Par Amos BAMAL

Matthieu 18, 21-35

                             Se laisser recréer par le pardon de Dieu.

« Quand mon frère commettra des fautes contre moi, combien de fois dois-je lui pardonner ? ». Loin d’attendre une réponse précise, cette question de Pierre à Jésus traduit tout simplement la difficulté que nous avons à pardonner, surtout si l’offense se répète. Plus qu’une question, il s’agit ici en fait d’un cri de désarroi et de révolte que nous ressentons tous quand nous avons été blessés, meurtris au plus intime de nous-mêmes.

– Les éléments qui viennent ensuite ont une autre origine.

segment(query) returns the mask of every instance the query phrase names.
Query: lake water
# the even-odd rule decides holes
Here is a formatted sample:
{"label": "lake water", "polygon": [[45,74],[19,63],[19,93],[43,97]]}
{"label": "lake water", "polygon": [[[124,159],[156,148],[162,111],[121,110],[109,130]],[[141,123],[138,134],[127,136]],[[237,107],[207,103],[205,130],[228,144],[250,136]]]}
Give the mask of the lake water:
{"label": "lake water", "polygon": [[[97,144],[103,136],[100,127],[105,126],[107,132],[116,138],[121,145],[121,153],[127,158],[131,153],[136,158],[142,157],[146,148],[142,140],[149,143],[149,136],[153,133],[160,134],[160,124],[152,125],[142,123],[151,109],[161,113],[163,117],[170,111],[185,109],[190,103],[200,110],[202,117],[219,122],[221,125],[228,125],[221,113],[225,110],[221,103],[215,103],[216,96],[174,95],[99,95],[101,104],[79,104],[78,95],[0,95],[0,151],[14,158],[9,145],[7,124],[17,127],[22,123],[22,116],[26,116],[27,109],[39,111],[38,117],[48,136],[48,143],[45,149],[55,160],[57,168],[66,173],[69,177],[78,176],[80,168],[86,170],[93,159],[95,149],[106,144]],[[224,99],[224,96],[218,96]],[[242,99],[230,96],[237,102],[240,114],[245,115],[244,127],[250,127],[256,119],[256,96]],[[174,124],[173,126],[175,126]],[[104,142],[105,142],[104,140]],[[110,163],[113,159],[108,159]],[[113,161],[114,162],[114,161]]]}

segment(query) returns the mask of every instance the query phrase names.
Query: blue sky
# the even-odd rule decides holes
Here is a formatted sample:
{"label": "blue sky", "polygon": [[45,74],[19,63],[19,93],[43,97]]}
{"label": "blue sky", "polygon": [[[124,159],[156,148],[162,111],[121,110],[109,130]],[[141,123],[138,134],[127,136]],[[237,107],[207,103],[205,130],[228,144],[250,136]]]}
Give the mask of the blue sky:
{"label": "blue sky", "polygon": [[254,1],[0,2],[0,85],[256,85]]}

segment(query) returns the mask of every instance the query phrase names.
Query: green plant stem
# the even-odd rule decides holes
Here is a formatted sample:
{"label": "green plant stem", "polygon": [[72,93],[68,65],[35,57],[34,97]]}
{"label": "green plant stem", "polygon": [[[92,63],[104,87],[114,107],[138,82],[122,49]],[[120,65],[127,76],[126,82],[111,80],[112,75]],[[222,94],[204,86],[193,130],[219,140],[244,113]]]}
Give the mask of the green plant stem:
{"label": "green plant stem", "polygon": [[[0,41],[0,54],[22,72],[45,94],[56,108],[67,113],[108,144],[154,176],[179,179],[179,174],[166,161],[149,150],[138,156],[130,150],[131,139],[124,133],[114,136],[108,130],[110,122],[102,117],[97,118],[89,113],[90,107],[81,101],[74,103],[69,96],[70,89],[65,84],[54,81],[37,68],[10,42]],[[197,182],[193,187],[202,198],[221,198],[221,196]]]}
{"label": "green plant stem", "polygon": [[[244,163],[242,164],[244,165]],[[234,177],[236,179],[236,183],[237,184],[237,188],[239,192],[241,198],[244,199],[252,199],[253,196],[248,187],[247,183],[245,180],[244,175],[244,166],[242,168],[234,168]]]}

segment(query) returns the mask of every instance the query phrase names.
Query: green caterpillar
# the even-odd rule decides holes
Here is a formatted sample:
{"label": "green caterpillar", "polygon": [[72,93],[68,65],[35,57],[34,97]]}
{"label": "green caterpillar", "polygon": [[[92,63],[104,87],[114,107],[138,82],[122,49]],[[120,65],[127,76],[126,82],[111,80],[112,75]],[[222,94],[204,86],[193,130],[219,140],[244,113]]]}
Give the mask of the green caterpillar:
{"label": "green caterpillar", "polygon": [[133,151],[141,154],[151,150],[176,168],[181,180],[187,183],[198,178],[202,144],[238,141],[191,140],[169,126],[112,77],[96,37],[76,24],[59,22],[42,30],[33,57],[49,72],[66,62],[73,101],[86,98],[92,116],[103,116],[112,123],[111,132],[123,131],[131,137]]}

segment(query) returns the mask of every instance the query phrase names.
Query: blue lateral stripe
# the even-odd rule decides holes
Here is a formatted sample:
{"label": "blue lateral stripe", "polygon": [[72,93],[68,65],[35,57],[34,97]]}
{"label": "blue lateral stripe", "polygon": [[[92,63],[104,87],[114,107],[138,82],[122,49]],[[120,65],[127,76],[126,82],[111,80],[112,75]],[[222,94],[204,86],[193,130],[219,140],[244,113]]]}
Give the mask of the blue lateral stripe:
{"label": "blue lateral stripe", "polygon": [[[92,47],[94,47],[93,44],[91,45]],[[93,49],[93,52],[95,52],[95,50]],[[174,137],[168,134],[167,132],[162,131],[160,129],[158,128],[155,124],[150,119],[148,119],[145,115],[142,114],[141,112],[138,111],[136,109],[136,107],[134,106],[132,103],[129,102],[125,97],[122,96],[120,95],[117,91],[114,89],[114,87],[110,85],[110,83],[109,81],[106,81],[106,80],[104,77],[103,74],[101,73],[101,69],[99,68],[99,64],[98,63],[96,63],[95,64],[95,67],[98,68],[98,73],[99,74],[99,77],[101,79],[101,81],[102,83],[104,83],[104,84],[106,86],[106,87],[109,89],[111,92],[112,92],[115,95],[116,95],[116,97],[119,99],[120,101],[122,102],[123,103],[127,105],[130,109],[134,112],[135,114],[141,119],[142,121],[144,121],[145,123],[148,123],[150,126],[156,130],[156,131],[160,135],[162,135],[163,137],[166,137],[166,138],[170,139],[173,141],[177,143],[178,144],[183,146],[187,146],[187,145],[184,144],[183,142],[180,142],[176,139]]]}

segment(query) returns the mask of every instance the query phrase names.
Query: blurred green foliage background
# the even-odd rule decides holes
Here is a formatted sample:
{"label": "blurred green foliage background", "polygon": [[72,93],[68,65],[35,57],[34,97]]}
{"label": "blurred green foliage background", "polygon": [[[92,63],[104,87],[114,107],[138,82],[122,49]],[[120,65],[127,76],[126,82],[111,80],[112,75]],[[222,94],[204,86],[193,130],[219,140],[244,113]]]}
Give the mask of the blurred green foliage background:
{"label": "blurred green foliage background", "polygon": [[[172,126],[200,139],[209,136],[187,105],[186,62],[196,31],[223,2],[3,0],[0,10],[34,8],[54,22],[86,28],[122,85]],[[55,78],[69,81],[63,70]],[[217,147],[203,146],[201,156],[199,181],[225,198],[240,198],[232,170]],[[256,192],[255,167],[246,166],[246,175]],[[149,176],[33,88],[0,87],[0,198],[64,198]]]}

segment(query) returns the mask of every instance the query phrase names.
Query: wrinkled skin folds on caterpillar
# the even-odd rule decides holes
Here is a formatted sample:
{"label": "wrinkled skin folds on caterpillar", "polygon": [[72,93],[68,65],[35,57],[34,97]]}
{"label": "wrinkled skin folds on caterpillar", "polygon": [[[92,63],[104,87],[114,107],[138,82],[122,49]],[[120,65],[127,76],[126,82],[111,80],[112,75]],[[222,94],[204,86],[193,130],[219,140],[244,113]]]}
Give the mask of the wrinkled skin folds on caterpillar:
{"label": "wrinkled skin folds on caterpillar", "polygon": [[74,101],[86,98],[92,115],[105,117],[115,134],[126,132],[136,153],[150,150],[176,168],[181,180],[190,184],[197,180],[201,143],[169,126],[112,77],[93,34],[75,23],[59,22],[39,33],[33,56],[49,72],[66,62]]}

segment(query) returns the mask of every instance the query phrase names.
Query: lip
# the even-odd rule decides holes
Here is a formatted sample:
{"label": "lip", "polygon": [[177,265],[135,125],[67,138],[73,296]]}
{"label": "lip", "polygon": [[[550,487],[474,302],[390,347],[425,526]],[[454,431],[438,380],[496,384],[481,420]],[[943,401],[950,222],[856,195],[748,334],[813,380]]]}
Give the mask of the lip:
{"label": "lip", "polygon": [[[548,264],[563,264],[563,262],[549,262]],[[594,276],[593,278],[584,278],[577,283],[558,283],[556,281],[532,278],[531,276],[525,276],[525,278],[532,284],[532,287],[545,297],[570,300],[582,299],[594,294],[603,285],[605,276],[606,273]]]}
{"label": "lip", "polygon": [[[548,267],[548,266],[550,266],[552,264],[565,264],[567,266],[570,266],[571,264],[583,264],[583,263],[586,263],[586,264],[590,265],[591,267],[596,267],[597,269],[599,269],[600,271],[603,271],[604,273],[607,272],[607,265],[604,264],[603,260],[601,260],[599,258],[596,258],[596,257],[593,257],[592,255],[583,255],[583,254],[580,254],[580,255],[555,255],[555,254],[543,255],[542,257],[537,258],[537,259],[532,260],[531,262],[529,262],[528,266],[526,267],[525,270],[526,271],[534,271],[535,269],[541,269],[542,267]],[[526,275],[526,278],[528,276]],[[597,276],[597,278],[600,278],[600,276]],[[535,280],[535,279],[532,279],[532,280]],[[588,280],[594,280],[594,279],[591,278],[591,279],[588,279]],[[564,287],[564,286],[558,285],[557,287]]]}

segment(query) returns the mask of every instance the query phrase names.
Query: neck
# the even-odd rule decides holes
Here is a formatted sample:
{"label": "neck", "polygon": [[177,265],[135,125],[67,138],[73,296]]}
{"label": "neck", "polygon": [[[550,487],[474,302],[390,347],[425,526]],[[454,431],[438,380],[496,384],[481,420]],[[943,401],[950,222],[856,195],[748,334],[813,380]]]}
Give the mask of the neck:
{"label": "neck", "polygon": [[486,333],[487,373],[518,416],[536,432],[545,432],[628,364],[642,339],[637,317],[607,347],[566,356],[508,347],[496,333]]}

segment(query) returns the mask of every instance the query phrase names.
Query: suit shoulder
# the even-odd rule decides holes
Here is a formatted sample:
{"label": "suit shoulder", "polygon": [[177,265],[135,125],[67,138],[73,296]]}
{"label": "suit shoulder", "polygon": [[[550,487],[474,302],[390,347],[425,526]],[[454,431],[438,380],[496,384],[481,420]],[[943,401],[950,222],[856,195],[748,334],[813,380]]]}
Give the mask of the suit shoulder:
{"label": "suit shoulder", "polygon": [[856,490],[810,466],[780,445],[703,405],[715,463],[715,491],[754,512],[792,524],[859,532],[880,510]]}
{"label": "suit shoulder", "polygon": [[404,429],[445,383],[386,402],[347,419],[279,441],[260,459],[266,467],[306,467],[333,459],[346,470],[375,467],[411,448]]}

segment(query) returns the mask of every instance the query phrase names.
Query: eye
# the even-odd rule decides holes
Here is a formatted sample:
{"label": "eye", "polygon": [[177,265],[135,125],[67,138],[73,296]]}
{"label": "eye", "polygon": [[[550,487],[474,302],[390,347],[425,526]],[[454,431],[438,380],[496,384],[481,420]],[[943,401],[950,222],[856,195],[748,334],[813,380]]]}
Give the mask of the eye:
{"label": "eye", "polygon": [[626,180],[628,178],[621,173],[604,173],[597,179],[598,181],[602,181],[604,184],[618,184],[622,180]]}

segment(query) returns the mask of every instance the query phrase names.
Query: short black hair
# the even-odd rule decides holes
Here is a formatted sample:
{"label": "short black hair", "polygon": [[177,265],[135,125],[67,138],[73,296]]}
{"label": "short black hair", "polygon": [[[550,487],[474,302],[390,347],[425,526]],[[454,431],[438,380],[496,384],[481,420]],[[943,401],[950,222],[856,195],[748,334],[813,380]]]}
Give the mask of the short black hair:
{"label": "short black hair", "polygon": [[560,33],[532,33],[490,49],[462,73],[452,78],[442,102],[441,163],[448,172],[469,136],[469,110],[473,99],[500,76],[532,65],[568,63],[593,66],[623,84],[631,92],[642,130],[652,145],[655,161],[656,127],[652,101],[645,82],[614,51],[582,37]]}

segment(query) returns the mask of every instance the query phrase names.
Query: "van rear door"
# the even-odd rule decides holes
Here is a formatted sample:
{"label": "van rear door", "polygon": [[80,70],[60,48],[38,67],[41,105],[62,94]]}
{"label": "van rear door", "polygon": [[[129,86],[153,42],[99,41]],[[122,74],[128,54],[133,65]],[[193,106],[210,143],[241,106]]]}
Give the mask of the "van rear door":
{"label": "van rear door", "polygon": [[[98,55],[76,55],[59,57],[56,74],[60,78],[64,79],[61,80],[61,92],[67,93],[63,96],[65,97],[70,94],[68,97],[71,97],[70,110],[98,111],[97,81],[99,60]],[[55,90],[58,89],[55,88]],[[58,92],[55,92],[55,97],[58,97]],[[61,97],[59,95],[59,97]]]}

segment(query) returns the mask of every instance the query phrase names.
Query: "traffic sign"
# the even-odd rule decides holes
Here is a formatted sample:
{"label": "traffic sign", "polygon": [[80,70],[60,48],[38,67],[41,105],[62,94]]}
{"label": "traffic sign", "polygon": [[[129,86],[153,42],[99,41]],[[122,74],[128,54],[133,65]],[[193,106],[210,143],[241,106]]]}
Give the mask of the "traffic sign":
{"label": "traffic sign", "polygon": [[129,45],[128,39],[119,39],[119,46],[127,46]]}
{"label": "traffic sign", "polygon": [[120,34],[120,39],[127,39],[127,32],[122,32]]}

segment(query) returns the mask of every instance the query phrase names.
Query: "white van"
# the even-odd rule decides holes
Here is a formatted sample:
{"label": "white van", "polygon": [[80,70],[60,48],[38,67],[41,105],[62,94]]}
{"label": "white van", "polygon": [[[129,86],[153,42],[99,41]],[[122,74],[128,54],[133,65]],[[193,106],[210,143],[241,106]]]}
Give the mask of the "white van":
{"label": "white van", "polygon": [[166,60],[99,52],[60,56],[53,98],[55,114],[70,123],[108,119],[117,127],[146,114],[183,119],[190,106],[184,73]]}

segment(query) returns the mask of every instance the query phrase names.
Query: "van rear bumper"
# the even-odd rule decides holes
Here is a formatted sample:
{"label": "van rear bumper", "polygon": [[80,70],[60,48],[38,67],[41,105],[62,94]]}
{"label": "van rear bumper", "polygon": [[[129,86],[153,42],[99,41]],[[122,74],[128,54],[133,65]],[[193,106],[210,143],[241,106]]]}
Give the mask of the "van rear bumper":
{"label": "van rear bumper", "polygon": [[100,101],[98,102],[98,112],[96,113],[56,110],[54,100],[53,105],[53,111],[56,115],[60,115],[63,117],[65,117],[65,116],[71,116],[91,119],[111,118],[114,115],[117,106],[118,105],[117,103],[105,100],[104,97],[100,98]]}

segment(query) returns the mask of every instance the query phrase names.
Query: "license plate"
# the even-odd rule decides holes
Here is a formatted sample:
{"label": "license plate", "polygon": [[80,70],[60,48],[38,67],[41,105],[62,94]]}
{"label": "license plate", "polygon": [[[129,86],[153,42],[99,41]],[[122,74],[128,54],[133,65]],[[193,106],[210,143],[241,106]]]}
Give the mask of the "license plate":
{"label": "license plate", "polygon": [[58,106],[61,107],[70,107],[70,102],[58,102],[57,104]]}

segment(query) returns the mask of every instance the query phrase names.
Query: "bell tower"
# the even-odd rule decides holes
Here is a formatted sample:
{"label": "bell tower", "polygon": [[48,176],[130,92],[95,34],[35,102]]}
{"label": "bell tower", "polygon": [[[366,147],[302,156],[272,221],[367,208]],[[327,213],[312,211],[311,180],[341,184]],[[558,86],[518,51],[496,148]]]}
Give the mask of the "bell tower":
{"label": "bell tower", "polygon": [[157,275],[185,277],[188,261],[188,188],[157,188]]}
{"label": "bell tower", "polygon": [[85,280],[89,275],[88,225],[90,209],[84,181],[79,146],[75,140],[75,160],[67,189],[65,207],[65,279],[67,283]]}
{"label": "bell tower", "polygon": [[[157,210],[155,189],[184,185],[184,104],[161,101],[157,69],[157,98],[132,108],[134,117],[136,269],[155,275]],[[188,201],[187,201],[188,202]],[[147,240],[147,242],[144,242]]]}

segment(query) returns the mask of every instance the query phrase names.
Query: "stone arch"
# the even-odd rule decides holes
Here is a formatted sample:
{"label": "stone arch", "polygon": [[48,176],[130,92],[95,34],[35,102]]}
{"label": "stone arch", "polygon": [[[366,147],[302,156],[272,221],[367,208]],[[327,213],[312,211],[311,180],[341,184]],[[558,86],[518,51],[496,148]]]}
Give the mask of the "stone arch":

Et pourquoi donc cette difficulté à pardonner ? D’abord à cause de notre orgueil et de notre amour propre. Nous acceptons mal d’être contrecarrés : cela nous apparaît comme une remise en question de notre personnalité et de notre être profond et notre réaction spontanée est de vouloir redorer notre blason en nous affirmant avec fracas ou alors en nous vengeant. Dans cette logique humaine, la vengeance s’impose souvent à nous comme le seul remède efficace pour panser notre blessure et la cicatriser.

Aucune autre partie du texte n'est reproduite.